I have never murdered anyone, so have no guilt for any murder(s) for which to show remorse. However, you are correct about my not feeling any remorse over any past wrongdoings (which I see now as mistakes) for which I am responsible.
At the first Chillenden Murder trial, a serving prisoner testified that he saw blood on my clothes the day after the murders, but he has since admitted he was lying, and that there was no blood on my clothes on the day in question. His girlfriend never said there was blood on my clothes the day after the murders, although during their interrogations the police implied that she had, in order to induce me to confess.
I have always maintained my total innocence to the police and to the world at large, because I never committed these murders. Nobody has ever said they saw me either at Chillenden or with blood on my clothes on the day of the murders.
At the first trial, one of the prosecution witnesses alleged that during the police interrogation I confessed to burning the clothes I wore on the day after the murders. After later scientific audio tests, it was conceded that I never said that at all. Further, nobody has ever said they saw me burning my clothes.
The petrol lawn mower stolen from Chillenden earlier on the day of the murders was of a different type from the electric mower I sold on July 11, 1996.
I do know the Canterbury area fairly well, and nearby Dover and Folkestone too. I understand that Chillenden is out in the sticks somewhere between the two, but I am not familiar with the place. I attended the Chillenden vicinity with the court during the second trial, and never recognised the area, but I am familiar with several roads not many miles away. More importantly, I was certainly not at Chillenden at the time of the murders on July 9, 1996.
I did have a heroin addiction during 1996, and I do have previous convictions for robbery, but that does not make me a murderer. I never took any part in the Chillenden Murders. I was in no way involved. I am totally innocent of these terrible crimes.
I have a conviction for grievous bodily harm, in 1980, but there is absolutely no other similarity between this crime and the Chillenden Murders. Foolishly I went to the house of a homosexual paedophile and threatened to stop his activities of molesting young boys. He took umbrage and grabbed me. I over-reacted by picking up his own hammer and striking him with it. The judge gave me a two year sentence for this attack; the paedophile received a five year sentence for the above mentioned sexual offences.
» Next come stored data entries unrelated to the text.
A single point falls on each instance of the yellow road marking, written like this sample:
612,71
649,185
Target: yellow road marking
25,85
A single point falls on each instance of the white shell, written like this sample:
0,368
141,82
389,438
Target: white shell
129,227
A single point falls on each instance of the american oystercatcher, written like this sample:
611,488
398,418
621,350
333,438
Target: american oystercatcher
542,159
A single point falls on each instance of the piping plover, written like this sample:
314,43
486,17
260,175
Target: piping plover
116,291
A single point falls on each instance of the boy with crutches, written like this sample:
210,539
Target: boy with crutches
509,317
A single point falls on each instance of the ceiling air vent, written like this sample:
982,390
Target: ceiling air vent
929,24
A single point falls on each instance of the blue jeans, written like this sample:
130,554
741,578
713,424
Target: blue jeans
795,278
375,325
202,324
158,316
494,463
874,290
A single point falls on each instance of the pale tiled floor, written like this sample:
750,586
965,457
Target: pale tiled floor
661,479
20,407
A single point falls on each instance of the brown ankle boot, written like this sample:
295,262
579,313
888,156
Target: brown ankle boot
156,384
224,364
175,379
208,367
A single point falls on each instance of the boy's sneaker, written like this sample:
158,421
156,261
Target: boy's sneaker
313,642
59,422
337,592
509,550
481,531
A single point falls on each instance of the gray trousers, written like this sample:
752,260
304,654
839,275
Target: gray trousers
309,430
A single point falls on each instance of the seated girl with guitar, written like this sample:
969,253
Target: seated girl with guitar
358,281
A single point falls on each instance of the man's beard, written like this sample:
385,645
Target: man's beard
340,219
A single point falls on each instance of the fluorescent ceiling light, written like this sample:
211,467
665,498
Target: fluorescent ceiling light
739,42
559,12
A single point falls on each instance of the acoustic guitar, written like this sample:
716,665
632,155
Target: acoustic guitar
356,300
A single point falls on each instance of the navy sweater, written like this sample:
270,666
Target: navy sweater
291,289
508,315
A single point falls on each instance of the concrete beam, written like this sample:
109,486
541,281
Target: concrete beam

The man I was convicted of stabbing was not asleep, and he would have injured me had I not stabbed him.
Much forensic evidence was found at the crime scene including hairs, saliva, fibres and bloodstained partial fingerprints. Forensic scientists have eliminated me as being the source of any and all such samples.
The prosecution accepted - at both trials - that all the details of the alleged cell block confession (which I never made) were either in the public domain or were capable of being deduced from what was in the public domain.
I will never accept being in prison for life for murders I never committed, so I will take the appeal process all the way until the day I prove my innocence. I have spent seven and a half years in prison for murders I never committed: that is an injustice inflicted on me, and a further injustice inflicted upon the victims of the real maniac hammer murderer who has gotten clean away with this crime.
How many more murders will he go on to commit before you open your eyes?